Goodbye Solo

May 30 2009, 9:10pm

This film, the third by director Ramin Bahrani, came super-highly reviewed, so I was a little surprised when it turned out to be a fairly run-of-the-mill indie movie. Don't get me wrong; I enjoyed it quite a bit, particularly the acting of Souleymane Sy Savane as Solo.

But it did share a lot of what I think of as classic "indie film" features: "gritty" cinematography (which in this case meant washed-out colors, soft focus, and some bumpy handheld sequences); a willingness to hold a shot for a few extra beats (and the use of static shots of buildings & scenery as sort of interstitial breath-catching moments); amateurish acting; a plot that meanders & really only contains maybe 2 1/2 acts.

I suppose that if one's dayjob as a film critic takes you to an endless stream of mainstream movies, including all the summer blockbusters, then small movies with tiny budgets that still manage to tell compelling stories must seem extraordinarily fresh by comparison. From where I sit, though -- I see no more than one movie a week, usually, and they're more likely than not to be independent or at least interesting -- this movie seemed like a fairly standard example of the "small indie feature" genre.

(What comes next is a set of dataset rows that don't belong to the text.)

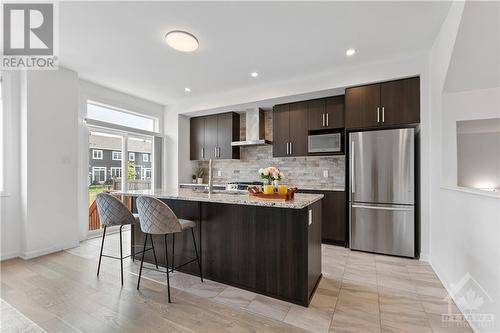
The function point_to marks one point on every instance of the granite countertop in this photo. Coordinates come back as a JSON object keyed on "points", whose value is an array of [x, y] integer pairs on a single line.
{"points": [[301, 200], [306, 188]]}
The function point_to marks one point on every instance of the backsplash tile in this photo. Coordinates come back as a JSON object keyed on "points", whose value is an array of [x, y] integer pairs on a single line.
{"points": [[303, 172]]}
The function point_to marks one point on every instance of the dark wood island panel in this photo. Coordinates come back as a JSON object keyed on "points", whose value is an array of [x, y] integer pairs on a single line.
{"points": [[268, 250]]}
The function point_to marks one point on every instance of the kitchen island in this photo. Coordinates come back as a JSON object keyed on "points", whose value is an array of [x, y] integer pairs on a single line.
{"points": [[271, 248]]}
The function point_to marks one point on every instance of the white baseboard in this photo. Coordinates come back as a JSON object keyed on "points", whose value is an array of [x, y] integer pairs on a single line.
{"points": [[42, 252], [424, 257], [9, 255]]}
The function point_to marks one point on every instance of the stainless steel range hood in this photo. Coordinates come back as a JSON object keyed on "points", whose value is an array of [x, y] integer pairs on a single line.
{"points": [[254, 129]]}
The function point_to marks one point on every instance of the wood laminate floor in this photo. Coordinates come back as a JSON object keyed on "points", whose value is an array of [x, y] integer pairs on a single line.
{"points": [[359, 292]]}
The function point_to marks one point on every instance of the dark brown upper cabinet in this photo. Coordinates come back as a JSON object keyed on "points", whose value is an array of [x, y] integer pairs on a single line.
{"points": [[197, 138], [211, 136], [290, 130], [281, 133], [326, 113], [389, 104]]}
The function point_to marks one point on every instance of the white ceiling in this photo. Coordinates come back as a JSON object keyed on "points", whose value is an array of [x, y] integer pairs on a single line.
{"points": [[120, 44]]}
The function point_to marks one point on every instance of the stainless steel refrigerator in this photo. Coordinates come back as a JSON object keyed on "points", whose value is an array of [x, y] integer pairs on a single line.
{"points": [[382, 191]]}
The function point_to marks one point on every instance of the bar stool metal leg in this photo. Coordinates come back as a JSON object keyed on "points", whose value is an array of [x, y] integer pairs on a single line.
{"points": [[102, 246], [142, 260], [154, 252], [121, 254], [197, 257], [166, 262], [173, 252]]}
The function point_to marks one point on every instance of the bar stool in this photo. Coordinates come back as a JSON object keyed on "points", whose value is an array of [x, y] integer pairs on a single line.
{"points": [[156, 218], [112, 212]]}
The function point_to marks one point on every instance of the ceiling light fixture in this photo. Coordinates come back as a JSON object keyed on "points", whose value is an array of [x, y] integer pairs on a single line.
{"points": [[350, 52], [181, 41]]}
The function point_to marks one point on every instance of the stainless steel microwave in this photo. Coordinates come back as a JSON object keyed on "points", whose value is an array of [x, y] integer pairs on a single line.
{"points": [[325, 143]]}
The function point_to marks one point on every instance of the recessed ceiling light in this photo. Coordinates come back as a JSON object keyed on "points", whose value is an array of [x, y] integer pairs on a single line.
{"points": [[350, 52], [181, 41]]}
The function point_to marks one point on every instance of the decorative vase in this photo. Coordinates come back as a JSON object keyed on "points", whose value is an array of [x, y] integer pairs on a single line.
{"points": [[275, 186], [268, 189]]}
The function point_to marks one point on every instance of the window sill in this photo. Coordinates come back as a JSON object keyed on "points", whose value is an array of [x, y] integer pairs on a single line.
{"points": [[472, 191]]}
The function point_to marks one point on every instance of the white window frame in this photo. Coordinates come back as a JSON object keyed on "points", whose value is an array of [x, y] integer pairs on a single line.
{"points": [[114, 170], [114, 153], [94, 151], [98, 169], [93, 122], [138, 172], [144, 171]]}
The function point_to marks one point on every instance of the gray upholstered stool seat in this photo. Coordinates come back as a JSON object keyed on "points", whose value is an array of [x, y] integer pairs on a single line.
{"points": [[186, 224], [112, 212], [157, 218]]}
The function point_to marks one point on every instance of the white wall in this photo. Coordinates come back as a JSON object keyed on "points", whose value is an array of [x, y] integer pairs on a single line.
{"points": [[49, 157], [466, 105], [464, 225], [10, 228]]}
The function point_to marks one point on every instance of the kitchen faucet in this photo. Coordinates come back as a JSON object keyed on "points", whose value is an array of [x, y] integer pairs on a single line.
{"points": [[210, 178]]}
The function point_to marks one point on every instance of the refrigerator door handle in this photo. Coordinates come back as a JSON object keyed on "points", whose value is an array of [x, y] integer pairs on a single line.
{"points": [[352, 167], [384, 207]]}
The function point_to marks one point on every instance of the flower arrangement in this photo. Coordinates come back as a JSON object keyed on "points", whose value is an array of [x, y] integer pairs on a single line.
{"points": [[271, 174]]}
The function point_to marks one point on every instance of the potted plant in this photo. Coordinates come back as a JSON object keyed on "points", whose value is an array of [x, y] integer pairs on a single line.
{"points": [[199, 175], [270, 176]]}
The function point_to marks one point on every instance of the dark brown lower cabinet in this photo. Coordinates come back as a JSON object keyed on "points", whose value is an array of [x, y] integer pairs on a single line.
{"points": [[271, 251], [333, 211]]}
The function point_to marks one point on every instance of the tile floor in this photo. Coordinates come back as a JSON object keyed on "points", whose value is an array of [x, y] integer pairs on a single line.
{"points": [[359, 292]]}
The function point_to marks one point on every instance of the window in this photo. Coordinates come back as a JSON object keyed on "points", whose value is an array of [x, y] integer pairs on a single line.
{"points": [[146, 173], [116, 156], [96, 154], [116, 172], [98, 174], [119, 117]]}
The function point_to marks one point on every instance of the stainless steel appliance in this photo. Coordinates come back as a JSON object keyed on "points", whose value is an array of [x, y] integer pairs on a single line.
{"points": [[325, 143], [382, 191]]}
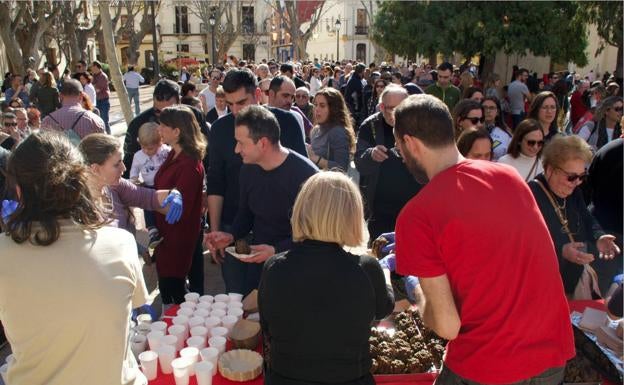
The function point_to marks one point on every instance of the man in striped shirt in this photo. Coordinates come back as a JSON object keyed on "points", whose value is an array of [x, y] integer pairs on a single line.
{"points": [[72, 119]]}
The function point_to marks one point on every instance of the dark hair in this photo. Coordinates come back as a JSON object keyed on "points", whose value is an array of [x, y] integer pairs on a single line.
{"points": [[71, 87], [191, 139], [53, 181], [461, 111], [97, 148], [468, 137], [166, 89], [188, 87], [536, 104], [260, 122], [235, 79], [276, 83], [424, 117], [522, 129], [287, 67], [445, 66], [498, 120]]}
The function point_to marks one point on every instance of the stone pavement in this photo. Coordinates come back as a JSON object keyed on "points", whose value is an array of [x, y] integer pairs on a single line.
{"points": [[212, 273]]}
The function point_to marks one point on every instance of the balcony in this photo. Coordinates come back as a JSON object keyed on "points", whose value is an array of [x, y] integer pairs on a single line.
{"points": [[361, 29]]}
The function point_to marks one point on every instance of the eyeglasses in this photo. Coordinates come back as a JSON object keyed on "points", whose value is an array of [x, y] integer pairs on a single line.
{"points": [[476, 120], [572, 177], [532, 143]]}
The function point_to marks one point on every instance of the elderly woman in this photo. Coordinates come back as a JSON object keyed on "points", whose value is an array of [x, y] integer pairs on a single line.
{"points": [[318, 280], [58, 257], [577, 236], [525, 149]]}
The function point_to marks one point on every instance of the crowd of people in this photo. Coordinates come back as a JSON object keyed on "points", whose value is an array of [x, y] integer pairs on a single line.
{"points": [[487, 186]]}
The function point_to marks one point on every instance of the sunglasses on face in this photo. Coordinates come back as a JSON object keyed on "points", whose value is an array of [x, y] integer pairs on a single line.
{"points": [[475, 120], [533, 143], [572, 177]]}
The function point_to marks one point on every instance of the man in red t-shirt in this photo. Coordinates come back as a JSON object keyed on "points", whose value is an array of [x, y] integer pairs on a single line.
{"points": [[489, 279]]}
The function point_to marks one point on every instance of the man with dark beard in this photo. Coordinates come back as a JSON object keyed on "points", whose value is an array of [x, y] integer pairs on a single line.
{"points": [[486, 263]]}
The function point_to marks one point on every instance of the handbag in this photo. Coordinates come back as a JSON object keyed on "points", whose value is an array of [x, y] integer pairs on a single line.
{"points": [[587, 287]]}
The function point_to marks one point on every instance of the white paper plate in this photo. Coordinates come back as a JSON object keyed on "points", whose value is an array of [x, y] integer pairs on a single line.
{"points": [[231, 250]]}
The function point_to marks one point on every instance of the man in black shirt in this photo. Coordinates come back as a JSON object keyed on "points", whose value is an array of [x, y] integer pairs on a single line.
{"points": [[385, 182], [270, 179]]}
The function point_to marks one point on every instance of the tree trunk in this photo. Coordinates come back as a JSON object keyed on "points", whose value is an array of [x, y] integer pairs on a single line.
{"points": [[113, 63]]}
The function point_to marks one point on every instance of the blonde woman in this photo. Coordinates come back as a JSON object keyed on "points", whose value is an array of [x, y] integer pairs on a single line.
{"points": [[318, 280]]}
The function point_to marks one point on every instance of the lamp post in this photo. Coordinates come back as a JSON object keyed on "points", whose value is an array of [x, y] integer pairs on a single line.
{"points": [[212, 22], [337, 27]]}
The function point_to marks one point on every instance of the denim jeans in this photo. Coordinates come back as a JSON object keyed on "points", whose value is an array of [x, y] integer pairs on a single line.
{"points": [[104, 106], [552, 376], [133, 94]]}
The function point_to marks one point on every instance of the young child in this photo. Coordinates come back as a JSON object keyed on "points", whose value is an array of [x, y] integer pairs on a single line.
{"points": [[145, 164]]}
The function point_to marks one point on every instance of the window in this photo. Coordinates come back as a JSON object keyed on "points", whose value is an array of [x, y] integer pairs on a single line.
{"points": [[181, 24], [249, 52], [182, 48], [360, 52], [248, 24]]}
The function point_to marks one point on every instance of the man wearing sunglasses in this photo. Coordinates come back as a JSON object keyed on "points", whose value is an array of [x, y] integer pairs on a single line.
{"points": [[485, 262]]}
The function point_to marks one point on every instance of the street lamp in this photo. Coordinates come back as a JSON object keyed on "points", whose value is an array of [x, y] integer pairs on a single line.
{"points": [[337, 27], [212, 22]]}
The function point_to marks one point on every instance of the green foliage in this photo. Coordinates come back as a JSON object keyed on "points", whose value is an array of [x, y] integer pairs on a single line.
{"points": [[482, 27]]}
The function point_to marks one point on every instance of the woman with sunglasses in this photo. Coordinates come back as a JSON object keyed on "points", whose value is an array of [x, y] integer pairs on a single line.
{"points": [[525, 149], [467, 113], [545, 110], [577, 236], [499, 132]]}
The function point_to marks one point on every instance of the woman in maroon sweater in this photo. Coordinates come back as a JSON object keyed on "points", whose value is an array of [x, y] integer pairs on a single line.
{"points": [[183, 170]]}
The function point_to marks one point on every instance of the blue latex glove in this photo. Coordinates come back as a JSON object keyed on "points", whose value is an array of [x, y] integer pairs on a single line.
{"points": [[388, 262], [410, 286], [8, 208], [174, 200]]}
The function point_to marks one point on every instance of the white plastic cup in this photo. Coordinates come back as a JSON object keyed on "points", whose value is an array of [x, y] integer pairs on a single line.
{"points": [[236, 312], [149, 364], [235, 305], [146, 318], [191, 354], [219, 331], [212, 322], [188, 304], [166, 354], [180, 368], [203, 313], [222, 298], [203, 372], [180, 332], [218, 313], [170, 340], [228, 322], [144, 328], [153, 339], [212, 355], [185, 311], [206, 299], [219, 305], [3, 373], [159, 326], [195, 321], [198, 342], [199, 331], [236, 297], [191, 297], [138, 344], [217, 342]]}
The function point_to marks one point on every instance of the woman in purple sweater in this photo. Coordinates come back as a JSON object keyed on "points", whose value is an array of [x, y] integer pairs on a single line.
{"points": [[117, 195]]}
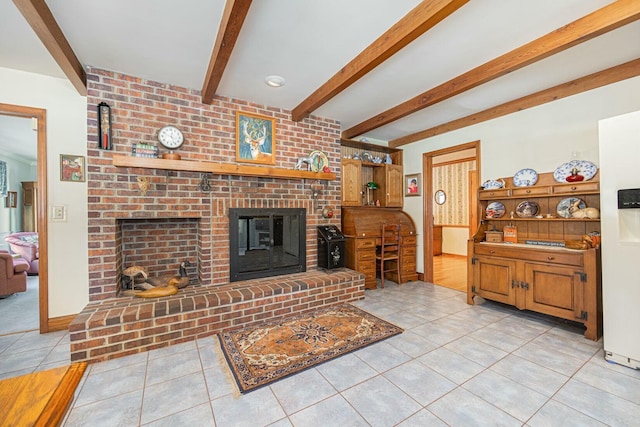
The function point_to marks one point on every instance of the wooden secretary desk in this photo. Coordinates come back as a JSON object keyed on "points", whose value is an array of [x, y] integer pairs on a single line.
{"points": [[362, 227]]}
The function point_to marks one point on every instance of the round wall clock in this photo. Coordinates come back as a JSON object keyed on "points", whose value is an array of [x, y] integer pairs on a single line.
{"points": [[171, 138]]}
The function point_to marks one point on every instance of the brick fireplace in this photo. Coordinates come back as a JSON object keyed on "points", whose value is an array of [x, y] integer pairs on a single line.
{"points": [[174, 220], [139, 108]]}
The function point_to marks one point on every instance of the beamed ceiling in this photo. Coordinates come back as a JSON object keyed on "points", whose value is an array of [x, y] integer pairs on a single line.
{"points": [[397, 71]]}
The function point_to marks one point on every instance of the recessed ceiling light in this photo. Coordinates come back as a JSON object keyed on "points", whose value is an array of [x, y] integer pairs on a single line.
{"points": [[274, 81]]}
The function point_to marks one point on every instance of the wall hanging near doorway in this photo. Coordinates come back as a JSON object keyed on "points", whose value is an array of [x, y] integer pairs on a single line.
{"points": [[71, 168], [3, 178], [412, 184], [11, 200], [104, 126]]}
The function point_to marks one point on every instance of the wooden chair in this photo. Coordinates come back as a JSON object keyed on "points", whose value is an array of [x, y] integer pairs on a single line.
{"points": [[388, 253]]}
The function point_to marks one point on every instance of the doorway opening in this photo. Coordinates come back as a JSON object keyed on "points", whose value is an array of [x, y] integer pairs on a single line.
{"points": [[436, 234], [40, 117]]}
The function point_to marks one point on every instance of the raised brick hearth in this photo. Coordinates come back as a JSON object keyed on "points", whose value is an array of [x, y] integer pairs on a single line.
{"points": [[121, 326]]}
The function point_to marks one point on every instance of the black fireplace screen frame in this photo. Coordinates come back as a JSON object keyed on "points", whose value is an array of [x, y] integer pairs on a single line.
{"points": [[266, 242]]}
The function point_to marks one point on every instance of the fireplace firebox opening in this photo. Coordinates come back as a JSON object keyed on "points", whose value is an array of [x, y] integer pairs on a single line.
{"points": [[266, 242]]}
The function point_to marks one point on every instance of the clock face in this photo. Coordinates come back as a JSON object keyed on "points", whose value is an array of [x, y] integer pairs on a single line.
{"points": [[171, 137]]}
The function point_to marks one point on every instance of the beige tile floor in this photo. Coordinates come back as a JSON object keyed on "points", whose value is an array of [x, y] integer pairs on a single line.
{"points": [[455, 364]]}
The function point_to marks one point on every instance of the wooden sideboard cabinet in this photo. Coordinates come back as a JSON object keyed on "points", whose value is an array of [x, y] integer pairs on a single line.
{"points": [[557, 281], [362, 229]]}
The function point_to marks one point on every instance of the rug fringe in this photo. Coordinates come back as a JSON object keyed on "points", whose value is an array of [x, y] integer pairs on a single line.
{"points": [[228, 375]]}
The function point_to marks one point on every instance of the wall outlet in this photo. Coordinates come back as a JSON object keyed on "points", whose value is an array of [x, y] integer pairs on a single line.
{"points": [[58, 214]]}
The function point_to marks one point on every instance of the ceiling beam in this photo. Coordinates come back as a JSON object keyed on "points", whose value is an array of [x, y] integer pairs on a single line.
{"points": [[41, 20], [583, 84], [608, 18], [415, 23], [235, 11]]}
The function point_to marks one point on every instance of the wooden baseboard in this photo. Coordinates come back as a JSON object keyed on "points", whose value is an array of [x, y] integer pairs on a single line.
{"points": [[41, 398], [60, 323]]}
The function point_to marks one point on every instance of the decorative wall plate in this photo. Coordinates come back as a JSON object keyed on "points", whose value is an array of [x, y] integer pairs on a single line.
{"points": [[527, 209], [565, 204], [319, 160], [525, 178], [495, 210], [585, 168]]}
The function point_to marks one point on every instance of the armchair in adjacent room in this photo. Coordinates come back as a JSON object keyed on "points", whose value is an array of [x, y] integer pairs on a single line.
{"points": [[13, 274], [25, 244]]}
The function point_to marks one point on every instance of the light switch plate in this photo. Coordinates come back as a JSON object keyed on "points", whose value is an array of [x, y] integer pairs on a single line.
{"points": [[58, 214]]}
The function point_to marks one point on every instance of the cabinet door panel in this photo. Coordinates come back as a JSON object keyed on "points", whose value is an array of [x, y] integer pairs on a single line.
{"points": [[493, 279], [394, 186], [554, 290], [351, 182]]}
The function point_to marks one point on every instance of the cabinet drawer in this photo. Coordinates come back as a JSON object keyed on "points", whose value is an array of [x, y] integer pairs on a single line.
{"points": [[409, 240], [367, 267], [408, 266], [365, 243], [586, 187], [531, 191], [409, 251], [493, 194], [553, 257], [366, 255]]}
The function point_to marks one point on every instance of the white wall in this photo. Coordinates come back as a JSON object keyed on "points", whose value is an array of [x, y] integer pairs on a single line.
{"points": [[17, 171], [541, 138], [66, 134]]}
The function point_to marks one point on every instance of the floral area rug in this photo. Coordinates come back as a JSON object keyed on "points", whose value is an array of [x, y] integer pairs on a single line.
{"points": [[261, 355]]}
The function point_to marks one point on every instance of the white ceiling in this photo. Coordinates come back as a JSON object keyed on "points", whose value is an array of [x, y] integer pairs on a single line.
{"points": [[307, 42]]}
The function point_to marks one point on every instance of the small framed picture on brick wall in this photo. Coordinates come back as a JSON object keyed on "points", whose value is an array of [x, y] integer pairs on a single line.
{"points": [[255, 139], [71, 168]]}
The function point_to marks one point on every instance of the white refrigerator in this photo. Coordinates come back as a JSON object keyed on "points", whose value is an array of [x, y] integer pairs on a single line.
{"points": [[619, 144]]}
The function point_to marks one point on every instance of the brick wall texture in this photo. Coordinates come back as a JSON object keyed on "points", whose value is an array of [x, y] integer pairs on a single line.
{"points": [[139, 108]]}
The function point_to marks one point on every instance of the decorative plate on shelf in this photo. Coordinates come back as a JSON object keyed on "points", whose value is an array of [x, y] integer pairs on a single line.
{"points": [[525, 178], [495, 210], [527, 209], [565, 204], [318, 160], [584, 168]]}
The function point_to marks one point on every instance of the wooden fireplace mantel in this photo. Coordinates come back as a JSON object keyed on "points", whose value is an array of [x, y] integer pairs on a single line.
{"points": [[218, 168]]}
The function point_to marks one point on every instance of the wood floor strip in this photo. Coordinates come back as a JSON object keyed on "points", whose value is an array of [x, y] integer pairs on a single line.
{"points": [[41, 398], [450, 271]]}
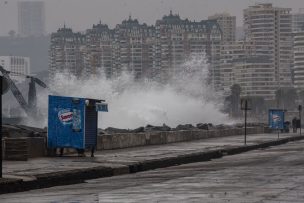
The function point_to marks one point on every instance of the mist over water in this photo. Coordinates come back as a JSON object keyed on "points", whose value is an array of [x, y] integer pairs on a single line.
{"points": [[187, 98]]}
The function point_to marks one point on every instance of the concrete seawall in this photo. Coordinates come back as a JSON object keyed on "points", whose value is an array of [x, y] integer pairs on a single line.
{"points": [[37, 145], [125, 140]]}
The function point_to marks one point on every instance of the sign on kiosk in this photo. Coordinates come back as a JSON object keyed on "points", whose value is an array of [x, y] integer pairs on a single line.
{"points": [[276, 118]]}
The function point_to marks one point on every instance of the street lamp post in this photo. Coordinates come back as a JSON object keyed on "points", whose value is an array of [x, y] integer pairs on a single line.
{"points": [[300, 110], [244, 106]]}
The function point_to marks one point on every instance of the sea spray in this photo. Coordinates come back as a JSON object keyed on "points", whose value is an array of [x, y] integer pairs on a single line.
{"points": [[186, 98]]}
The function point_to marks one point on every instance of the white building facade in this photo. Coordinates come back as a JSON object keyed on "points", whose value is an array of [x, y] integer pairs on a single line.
{"points": [[18, 65], [269, 28]]}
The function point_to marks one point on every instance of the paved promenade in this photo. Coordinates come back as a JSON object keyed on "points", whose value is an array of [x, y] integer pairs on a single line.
{"points": [[270, 175], [122, 158]]}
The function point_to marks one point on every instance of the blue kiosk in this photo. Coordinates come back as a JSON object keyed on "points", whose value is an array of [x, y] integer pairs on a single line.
{"points": [[73, 122]]}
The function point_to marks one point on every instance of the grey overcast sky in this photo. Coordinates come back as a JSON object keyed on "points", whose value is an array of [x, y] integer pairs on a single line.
{"points": [[81, 14]]}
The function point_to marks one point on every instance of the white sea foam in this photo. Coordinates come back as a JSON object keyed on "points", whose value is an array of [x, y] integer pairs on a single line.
{"points": [[187, 98]]}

What tipped it over for me were, as I said, the performance of Souleymane Sy Savane, as well as that of his counterpart, former Elvis bodyguard Red West. The fact that it was set in Winston-Salem was pretty cool as well, although with the exception of a few shots of that freaky white phallus building downtown, it was nearly all the generic convenience-stores and strip-malls version of Winston-Salem. Could've been any small city anywhere (particularly since most of the main characters are from somewhere else).